Update design_doc.md #24

danlooo · 2023-11-14T10:32:18Z

This PR addresses #22 to clarify the design document.

Scope

Clarify: xddgs defines the in-memory representation of DGGS data in Python environments.
Other specifications, e.g. DGGS data specification draft aims to define a storage (file) format for DGGS data for use in other programming languages as well. The data specification and xddgs should work together.

Basic operations should include neighbor-search and BBox queiries

Getting the cells within a lat/lon bounding box is the fundamental operation used for conversion between geodetic and discrete grids, for plotting, as well for convolutions. We should define the API for this functions that are implemented in the individual DGGSs. I think this is generic enough for all DGGSs.

Scaling should be a must

When possible, xdggs operations should scale to fine DGGS resolutions (millions of cells).

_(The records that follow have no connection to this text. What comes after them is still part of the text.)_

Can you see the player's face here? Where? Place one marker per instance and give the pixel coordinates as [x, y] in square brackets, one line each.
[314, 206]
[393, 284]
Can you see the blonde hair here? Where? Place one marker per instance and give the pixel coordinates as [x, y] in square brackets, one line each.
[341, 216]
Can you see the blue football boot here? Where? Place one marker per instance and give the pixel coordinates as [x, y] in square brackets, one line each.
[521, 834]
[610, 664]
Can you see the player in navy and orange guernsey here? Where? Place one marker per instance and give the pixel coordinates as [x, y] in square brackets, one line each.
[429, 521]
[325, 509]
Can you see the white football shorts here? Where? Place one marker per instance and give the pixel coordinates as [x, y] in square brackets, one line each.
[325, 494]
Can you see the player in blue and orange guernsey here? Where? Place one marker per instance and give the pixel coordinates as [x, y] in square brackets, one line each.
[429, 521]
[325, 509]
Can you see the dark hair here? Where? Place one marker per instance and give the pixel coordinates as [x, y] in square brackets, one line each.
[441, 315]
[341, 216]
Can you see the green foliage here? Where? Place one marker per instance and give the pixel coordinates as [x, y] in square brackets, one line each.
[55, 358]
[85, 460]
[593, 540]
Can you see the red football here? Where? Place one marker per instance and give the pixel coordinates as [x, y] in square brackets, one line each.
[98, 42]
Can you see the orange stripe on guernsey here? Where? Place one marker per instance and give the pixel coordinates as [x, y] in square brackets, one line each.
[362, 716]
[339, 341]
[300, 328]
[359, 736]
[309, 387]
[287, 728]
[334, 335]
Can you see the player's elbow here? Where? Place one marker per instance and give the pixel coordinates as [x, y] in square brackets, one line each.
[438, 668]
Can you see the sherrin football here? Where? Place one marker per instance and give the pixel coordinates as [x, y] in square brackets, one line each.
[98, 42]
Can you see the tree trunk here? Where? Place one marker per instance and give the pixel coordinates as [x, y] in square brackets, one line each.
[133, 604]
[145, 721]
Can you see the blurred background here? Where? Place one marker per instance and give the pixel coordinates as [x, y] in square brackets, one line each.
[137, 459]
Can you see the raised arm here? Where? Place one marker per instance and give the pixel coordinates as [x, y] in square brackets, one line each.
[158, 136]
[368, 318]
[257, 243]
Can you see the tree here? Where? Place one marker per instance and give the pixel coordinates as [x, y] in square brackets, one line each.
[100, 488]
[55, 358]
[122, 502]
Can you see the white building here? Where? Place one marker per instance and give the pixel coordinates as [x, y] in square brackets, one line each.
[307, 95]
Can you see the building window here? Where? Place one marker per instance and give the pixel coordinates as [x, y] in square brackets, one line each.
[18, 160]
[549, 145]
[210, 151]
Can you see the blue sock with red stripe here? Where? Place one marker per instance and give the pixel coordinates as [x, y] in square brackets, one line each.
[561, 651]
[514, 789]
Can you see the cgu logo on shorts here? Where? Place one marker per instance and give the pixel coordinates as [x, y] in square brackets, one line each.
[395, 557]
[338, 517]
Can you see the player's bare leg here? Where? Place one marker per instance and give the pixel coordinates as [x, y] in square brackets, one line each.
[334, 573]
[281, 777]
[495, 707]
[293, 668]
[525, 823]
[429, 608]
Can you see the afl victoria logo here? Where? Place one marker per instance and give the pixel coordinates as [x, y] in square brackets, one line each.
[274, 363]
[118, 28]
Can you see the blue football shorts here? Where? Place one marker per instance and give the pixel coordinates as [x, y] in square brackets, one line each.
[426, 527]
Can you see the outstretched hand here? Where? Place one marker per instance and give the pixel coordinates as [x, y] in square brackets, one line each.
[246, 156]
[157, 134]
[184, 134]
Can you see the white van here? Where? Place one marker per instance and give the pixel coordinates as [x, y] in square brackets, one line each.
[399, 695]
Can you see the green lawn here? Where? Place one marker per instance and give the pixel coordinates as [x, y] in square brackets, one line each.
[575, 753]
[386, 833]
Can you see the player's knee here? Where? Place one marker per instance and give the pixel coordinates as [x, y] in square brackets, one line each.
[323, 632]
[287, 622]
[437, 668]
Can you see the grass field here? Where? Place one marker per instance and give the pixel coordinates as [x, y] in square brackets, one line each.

In my opinion, scaling to at least billions of cells is a MUST, because we are talking about global grids. We would use just an optimized projection instead of a DGGS for small sub-country level projects.
10^6 cells is still a very coarse resolution that equals to ~510km^2 per cell. DGGRID ISEA4H supports up to 4.3*10^10 cells and Uber H3 supports up to 5.7 * 10^14 cells.

Existing standards

The OGC abstract specification topic 21 defines properties of a DGGS including the reference systems of its grids.
However, there is no consensus yet about the actual specification on how to work with DGGD data.

Dimensionality of DGGSIndex

There are multi dimensional cell id systems, e.g. DGGRID PROJTRI and Uber H3 IJK. Fortunalley, a xarray coordinate may consist of multiple dimensions. How do we want to deal with this in DGGSIndex ?

Spatiotemporal DGGS

There are DGGS having also multiple time resolutions (e.g. daily, weekly, ...). Like different spatial resolutions, they are stored in different zarr groups. Therefore, we still have just one spatial and one temporal resolution in a dataset.

Raster vs lat/lon grid

What is the difference e.g. between functions ds.dggs.from_latlon_grid and ds.dggs.from_raster ?

Staggering

In climate models, different variables, e.g. air pressure and wind speed are stored at different locations within the cell, e.g. at center points, edges or vertices. We should at least put this info into the metadata.

benbovy · 2023-11-14T13:42:22Z

Thanks for chiming in @danlooo!

Thanks for the clarification on DGGS standards.

In my opinion, scaling to at least billions of cells is a MUST, because we are talking about global grids.

Yes I agree we should target that. However, I wouldn't say it is a MUST, since horizontal scaling of some aspects of DGGS (especially indexing) can be very challenging and will certainly require a lot of effort. Also Xarray is not yet 100% ready for supporting lazy indexes (e.g., based on a dask array for the DGGS cell coordinate), although we're slowly getting closer (pydata/xarray#8124).

The primary goal of xdggs is to democratize DGGS so I wouldn't mind if it doesn't scale yet to the finest DGGS resolutions in its first released versions. Lots of examples that I've seen in GIS use DGGS (H3 or S2) on fairly limited extent spatial domains (e.g., as a way to aggregate point data) so xdggs with 10^4 - 10^6 cells would already be useful there. Also, I think that we could already reach acceptable resolutions (100M-500M of cells) on a global grid using recent hardware (even laptops and desktops). I haven't run experiments, though.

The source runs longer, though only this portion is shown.